Site icon But What If I'm Right

This is NOT Socialism

It’s surprising how often during a discussion about this economic model that I get met with the words “Oh, so it’s socialism”. If the listener is socialism-friendly, they think they know what I’m going to say, and if they’re not socialism-friendly, they’re terrified of appearing a Communist, so in both cases, they stop listening. If you look up Socialism, about the only thing rigidly attributed to it is that the State owns the “means of production” (capital; things like a steel mill). Consider the following comparison of the capitalist, the socialist, and the “profitless free market” point of view, regarding the ownership of the means of production.

In the capitalist model, a proprietor borrows money from a bank to build a steel mill. The loan enables him to hire firms to build the mill, and pay the employees from the time the mill is complete until the first sales are made. The proprietor in the capitalist model is driven by the quest for profits, and his management of the assets and employees will reflect that. As sole or majority owner of the mill (and the company), this creates a power dynamic that is not naturally insulated from abuse and exploitation.

Marx saw this abuse of the laborer and responded with Socialism, saying “because the proprietor can be a jerk, we should keep him from owning the ‘means of production’”. The State looks like a good alternative owner at first glance: it appears to be impartial, and it’s more than one person, so there’s low risk of egomania being a problem. But in a socialist model, the State doesn’t just own this steel mill, it owns all steel mills, with their local workforce nuances, different design ideologies, and technology from different eras. Not only does it own all steel mills, but it owns all capital in ALL INDUSTRIES. These things should be actively managed directly, by people in touch with the local specifics. 

In the model I propose, company assets are owned equally by everyone employed by that company. This ownership gives the local company control over its business. The employees will be able to react to the challenges their location and technology mix presents to them. They’ll be able to upgrade or dispose of assets at their discretion. That’s ultimately the most relevant aspect of asset ownership.

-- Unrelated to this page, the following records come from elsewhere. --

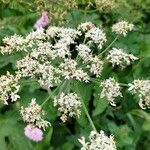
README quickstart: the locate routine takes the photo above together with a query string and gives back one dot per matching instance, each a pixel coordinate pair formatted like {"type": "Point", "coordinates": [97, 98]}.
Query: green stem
{"type": "Point", "coordinates": [26, 82]}
{"type": "Point", "coordinates": [109, 45]}
{"type": "Point", "coordinates": [95, 80]}
{"type": "Point", "coordinates": [88, 116]}
{"type": "Point", "coordinates": [123, 84]}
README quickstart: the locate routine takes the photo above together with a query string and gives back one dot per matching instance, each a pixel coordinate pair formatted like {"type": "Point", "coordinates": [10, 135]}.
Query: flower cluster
{"type": "Point", "coordinates": [119, 57]}
{"type": "Point", "coordinates": [69, 105]}
{"type": "Point", "coordinates": [9, 88]}
{"type": "Point", "coordinates": [111, 90]}
{"type": "Point", "coordinates": [16, 42]}
{"type": "Point", "coordinates": [84, 27]}
{"type": "Point", "coordinates": [105, 5]}
{"type": "Point", "coordinates": [33, 114]}
{"type": "Point", "coordinates": [33, 133]}
{"type": "Point", "coordinates": [69, 70]}
{"type": "Point", "coordinates": [122, 28]}
{"type": "Point", "coordinates": [142, 87]}
{"type": "Point", "coordinates": [98, 141]}
{"type": "Point", "coordinates": [96, 36]}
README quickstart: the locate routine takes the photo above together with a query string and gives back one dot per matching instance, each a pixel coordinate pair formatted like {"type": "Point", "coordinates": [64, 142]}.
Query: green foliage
{"type": "Point", "coordinates": [130, 125]}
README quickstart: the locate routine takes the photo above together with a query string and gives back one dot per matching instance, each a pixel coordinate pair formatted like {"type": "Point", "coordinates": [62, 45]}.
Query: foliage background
{"type": "Point", "coordinates": [129, 123]}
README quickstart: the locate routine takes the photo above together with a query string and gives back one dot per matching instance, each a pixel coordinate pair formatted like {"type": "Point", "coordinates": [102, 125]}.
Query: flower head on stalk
{"type": "Point", "coordinates": [120, 58]}
{"type": "Point", "coordinates": [142, 88]}
{"type": "Point", "coordinates": [9, 88]}
{"type": "Point", "coordinates": [33, 133]}
{"type": "Point", "coordinates": [69, 105]}
{"type": "Point", "coordinates": [122, 28]}
{"type": "Point", "coordinates": [33, 114]}
{"type": "Point", "coordinates": [110, 90]}
{"type": "Point", "coordinates": [43, 21]}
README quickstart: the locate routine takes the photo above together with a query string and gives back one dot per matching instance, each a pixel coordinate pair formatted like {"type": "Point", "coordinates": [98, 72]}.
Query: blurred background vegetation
{"type": "Point", "coordinates": [129, 123]}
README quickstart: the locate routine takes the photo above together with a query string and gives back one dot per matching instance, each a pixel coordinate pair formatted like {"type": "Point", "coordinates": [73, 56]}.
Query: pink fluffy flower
{"type": "Point", "coordinates": [33, 133]}
{"type": "Point", "coordinates": [43, 21]}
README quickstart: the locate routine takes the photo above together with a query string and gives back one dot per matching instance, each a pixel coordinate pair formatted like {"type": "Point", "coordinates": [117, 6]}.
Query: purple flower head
{"type": "Point", "coordinates": [33, 133]}
{"type": "Point", "coordinates": [43, 21]}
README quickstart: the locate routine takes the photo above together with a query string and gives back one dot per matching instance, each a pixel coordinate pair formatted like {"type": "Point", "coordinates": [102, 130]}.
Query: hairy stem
{"type": "Point", "coordinates": [88, 116]}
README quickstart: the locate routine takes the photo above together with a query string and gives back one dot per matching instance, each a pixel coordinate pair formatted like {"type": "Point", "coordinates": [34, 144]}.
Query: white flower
{"type": "Point", "coordinates": [13, 43]}
{"type": "Point", "coordinates": [69, 105]}
{"type": "Point", "coordinates": [122, 28]}
{"type": "Point", "coordinates": [69, 70]}
{"type": "Point", "coordinates": [111, 90]}
{"type": "Point", "coordinates": [9, 88]}
{"type": "Point", "coordinates": [105, 5]}
{"type": "Point", "coordinates": [34, 114]}
{"type": "Point", "coordinates": [48, 75]}
{"type": "Point", "coordinates": [83, 51]}
{"type": "Point", "coordinates": [119, 57]}
{"type": "Point", "coordinates": [97, 36]}
{"type": "Point", "coordinates": [53, 31]}
{"type": "Point", "coordinates": [36, 35]}
{"type": "Point", "coordinates": [142, 88]}
{"type": "Point", "coordinates": [98, 141]}
{"type": "Point", "coordinates": [96, 65]}
{"type": "Point", "coordinates": [86, 26]}
{"type": "Point", "coordinates": [27, 67]}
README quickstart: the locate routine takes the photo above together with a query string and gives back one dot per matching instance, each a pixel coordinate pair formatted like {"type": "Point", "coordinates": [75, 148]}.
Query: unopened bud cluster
{"type": "Point", "coordinates": [142, 89]}
{"type": "Point", "coordinates": [9, 88]}
{"type": "Point", "coordinates": [33, 114]}
{"type": "Point", "coordinates": [110, 90]}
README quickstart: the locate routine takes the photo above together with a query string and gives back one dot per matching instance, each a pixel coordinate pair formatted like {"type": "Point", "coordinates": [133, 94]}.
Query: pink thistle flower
{"type": "Point", "coordinates": [33, 133]}
{"type": "Point", "coordinates": [43, 21]}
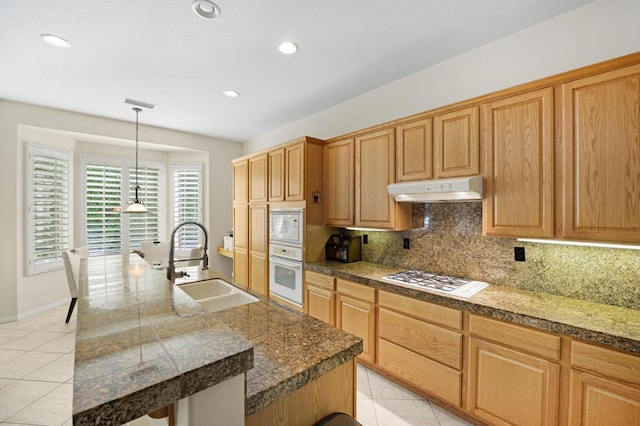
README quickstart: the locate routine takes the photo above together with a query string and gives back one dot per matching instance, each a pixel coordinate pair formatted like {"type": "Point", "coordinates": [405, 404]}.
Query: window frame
{"type": "Point", "coordinates": [187, 166]}
{"type": "Point", "coordinates": [32, 266]}
{"type": "Point", "coordinates": [126, 165]}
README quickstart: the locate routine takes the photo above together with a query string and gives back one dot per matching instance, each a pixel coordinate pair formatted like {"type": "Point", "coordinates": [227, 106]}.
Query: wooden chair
{"type": "Point", "coordinates": [71, 260]}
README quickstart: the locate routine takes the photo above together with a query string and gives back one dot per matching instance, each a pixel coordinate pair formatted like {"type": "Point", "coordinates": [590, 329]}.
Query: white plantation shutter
{"type": "Point", "coordinates": [103, 204]}
{"type": "Point", "coordinates": [48, 207]}
{"type": "Point", "coordinates": [144, 227]}
{"type": "Point", "coordinates": [187, 203]}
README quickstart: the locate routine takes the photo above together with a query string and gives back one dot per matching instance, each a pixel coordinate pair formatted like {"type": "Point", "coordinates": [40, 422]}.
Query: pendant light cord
{"type": "Point", "coordinates": [137, 110]}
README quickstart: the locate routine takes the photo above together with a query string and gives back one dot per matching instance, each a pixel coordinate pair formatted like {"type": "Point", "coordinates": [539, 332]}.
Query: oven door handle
{"type": "Point", "coordinates": [279, 260]}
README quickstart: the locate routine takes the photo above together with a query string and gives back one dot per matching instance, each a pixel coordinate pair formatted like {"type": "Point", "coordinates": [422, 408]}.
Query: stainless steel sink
{"type": "Point", "coordinates": [217, 295]}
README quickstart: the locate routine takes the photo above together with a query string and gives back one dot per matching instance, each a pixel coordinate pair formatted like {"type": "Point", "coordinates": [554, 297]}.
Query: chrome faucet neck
{"type": "Point", "coordinates": [171, 269]}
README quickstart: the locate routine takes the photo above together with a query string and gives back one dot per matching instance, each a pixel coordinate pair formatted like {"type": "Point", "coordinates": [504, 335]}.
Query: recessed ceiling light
{"type": "Point", "coordinates": [230, 93]}
{"type": "Point", "coordinates": [55, 40]}
{"type": "Point", "coordinates": [288, 47]}
{"type": "Point", "coordinates": [206, 9]}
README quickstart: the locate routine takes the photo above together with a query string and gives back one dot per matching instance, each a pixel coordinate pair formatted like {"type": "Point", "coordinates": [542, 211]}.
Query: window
{"type": "Point", "coordinates": [109, 188]}
{"type": "Point", "coordinates": [187, 203]}
{"type": "Point", "coordinates": [48, 207]}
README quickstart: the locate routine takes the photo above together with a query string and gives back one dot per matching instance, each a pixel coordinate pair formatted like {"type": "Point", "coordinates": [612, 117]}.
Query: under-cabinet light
{"type": "Point", "coordinates": [580, 243]}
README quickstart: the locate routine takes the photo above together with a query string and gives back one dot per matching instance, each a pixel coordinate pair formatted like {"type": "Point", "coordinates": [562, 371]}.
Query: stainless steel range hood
{"type": "Point", "coordinates": [438, 190]}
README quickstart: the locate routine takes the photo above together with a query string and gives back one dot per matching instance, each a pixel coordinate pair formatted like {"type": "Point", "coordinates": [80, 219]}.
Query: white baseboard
{"type": "Point", "coordinates": [41, 309]}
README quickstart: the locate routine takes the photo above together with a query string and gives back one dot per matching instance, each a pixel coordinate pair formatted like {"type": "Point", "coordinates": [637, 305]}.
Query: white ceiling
{"type": "Point", "coordinates": [159, 51]}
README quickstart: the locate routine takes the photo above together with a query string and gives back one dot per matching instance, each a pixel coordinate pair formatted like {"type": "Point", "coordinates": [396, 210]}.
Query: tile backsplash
{"type": "Point", "coordinates": [447, 238]}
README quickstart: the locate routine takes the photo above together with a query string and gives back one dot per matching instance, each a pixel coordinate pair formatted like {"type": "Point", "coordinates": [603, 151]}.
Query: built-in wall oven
{"type": "Point", "coordinates": [286, 254]}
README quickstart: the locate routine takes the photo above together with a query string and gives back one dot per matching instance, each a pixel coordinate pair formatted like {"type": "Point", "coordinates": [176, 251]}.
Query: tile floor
{"type": "Point", "coordinates": [36, 369]}
{"type": "Point", "coordinates": [36, 380]}
{"type": "Point", "coordinates": [384, 403]}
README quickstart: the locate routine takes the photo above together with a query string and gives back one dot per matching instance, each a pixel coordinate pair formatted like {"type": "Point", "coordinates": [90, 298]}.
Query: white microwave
{"type": "Point", "coordinates": [286, 226]}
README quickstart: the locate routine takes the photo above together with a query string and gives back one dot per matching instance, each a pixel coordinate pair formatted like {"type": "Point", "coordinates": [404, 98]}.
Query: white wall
{"type": "Point", "coordinates": [21, 294]}
{"type": "Point", "coordinates": [596, 32]}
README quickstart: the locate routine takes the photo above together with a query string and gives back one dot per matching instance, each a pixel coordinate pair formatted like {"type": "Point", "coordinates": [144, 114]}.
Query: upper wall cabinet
{"type": "Point", "coordinates": [414, 151]}
{"type": "Point", "coordinates": [276, 175]}
{"type": "Point", "coordinates": [339, 183]}
{"type": "Point", "coordinates": [601, 157]}
{"type": "Point", "coordinates": [457, 143]}
{"type": "Point", "coordinates": [517, 136]}
{"type": "Point", "coordinates": [240, 181]}
{"type": "Point", "coordinates": [374, 171]}
{"type": "Point", "coordinates": [258, 178]}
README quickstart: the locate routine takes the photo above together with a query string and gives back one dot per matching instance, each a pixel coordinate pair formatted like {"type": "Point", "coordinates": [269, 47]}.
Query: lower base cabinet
{"type": "Point", "coordinates": [510, 387]}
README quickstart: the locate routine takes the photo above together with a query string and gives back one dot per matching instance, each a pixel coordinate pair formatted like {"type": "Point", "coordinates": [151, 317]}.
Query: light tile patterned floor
{"type": "Point", "coordinates": [36, 369]}
{"type": "Point", "coordinates": [36, 380]}
{"type": "Point", "coordinates": [384, 403]}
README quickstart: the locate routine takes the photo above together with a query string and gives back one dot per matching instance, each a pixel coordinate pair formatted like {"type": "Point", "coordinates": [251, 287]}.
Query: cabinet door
{"type": "Point", "coordinates": [601, 157]}
{"type": "Point", "coordinates": [517, 135]}
{"type": "Point", "coordinates": [375, 170]}
{"type": "Point", "coordinates": [241, 266]}
{"type": "Point", "coordinates": [510, 387]}
{"type": "Point", "coordinates": [339, 183]}
{"type": "Point", "coordinates": [259, 273]}
{"type": "Point", "coordinates": [358, 317]}
{"type": "Point", "coordinates": [456, 139]}
{"type": "Point", "coordinates": [240, 181]}
{"type": "Point", "coordinates": [294, 172]}
{"type": "Point", "coordinates": [276, 175]}
{"type": "Point", "coordinates": [598, 401]}
{"type": "Point", "coordinates": [321, 304]}
{"type": "Point", "coordinates": [258, 178]}
{"type": "Point", "coordinates": [414, 151]}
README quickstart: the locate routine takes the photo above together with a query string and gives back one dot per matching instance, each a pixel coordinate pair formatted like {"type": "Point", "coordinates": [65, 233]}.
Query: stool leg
{"type": "Point", "coordinates": [71, 306]}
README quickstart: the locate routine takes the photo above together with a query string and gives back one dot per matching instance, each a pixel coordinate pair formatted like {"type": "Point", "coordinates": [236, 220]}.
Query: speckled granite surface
{"type": "Point", "coordinates": [142, 344]}
{"type": "Point", "coordinates": [593, 322]}
{"type": "Point", "coordinates": [447, 238]}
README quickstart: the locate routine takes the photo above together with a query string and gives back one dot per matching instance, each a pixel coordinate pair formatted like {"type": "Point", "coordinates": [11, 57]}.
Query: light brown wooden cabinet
{"type": "Point", "coordinates": [604, 386]}
{"type": "Point", "coordinates": [601, 157]}
{"type": "Point", "coordinates": [421, 343]}
{"type": "Point", "coordinates": [258, 248]}
{"type": "Point", "coordinates": [414, 150]}
{"type": "Point", "coordinates": [240, 244]}
{"type": "Point", "coordinates": [320, 297]}
{"type": "Point", "coordinates": [241, 181]}
{"type": "Point", "coordinates": [339, 183]}
{"type": "Point", "coordinates": [374, 171]}
{"type": "Point", "coordinates": [276, 175]}
{"type": "Point", "coordinates": [258, 178]}
{"type": "Point", "coordinates": [514, 373]}
{"type": "Point", "coordinates": [356, 314]}
{"type": "Point", "coordinates": [456, 141]}
{"type": "Point", "coordinates": [517, 136]}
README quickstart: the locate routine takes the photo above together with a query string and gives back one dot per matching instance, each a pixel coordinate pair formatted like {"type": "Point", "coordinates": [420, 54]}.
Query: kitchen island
{"type": "Point", "coordinates": [143, 344]}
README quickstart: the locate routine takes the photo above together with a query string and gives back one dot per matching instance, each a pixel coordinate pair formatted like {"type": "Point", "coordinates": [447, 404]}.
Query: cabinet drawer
{"type": "Point", "coordinates": [531, 341]}
{"type": "Point", "coordinates": [614, 364]}
{"type": "Point", "coordinates": [320, 280]}
{"type": "Point", "coordinates": [428, 311]}
{"type": "Point", "coordinates": [426, 339]}
{"type": "Point", "coordinates": [359, 291]}
{"type": "Point", "coordinates": [433, 377]}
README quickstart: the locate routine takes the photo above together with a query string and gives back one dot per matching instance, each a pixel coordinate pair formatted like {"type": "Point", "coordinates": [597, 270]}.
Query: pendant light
{"type": "Point", "coordinates": [136, 206]}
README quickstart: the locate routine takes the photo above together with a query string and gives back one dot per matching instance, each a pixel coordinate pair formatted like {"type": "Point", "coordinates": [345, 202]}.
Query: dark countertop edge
{"type": "Point", "coordinates": [166, 392]}
{"type": "Point", "coordinates": [260, 400]}
{"type": "Point", "coordinates": [597, 337]}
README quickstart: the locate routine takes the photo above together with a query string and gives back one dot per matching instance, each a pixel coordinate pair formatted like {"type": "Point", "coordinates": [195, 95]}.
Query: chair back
{"type": "Point", "coordinates": [71, 260]}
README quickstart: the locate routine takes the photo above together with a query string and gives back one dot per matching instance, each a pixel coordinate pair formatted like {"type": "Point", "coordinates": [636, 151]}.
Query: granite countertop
{"type": "Point", "coordinates": [593, 322]}
{"type": "Point", "coordinates": [142, 343]}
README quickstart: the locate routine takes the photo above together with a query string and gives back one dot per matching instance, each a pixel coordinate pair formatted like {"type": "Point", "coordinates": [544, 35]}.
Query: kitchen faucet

In comparing these three perspectives, a question comes to mind. Why did we choose to let the proprietor “own” the “business” and claim the “profits” (excess labor from customers)? The knee-jerk answer to that is simply that the proprietor owes the bank the principle and interest on the aforementioned loan. It deserves reiterating at this point that the bank didn’t actually loan the proprietor money it possessed, it created money to make the loan. The bank didn’t actually put assets at stake, so the proprietor doesn’t actually owe the bank, so one could argue the proprietor doesn’t actually own the company. Of course, the story would be much different if the proprietor defaulted, but that’s just evidence that there’s more to unravel and properly categorize going forward.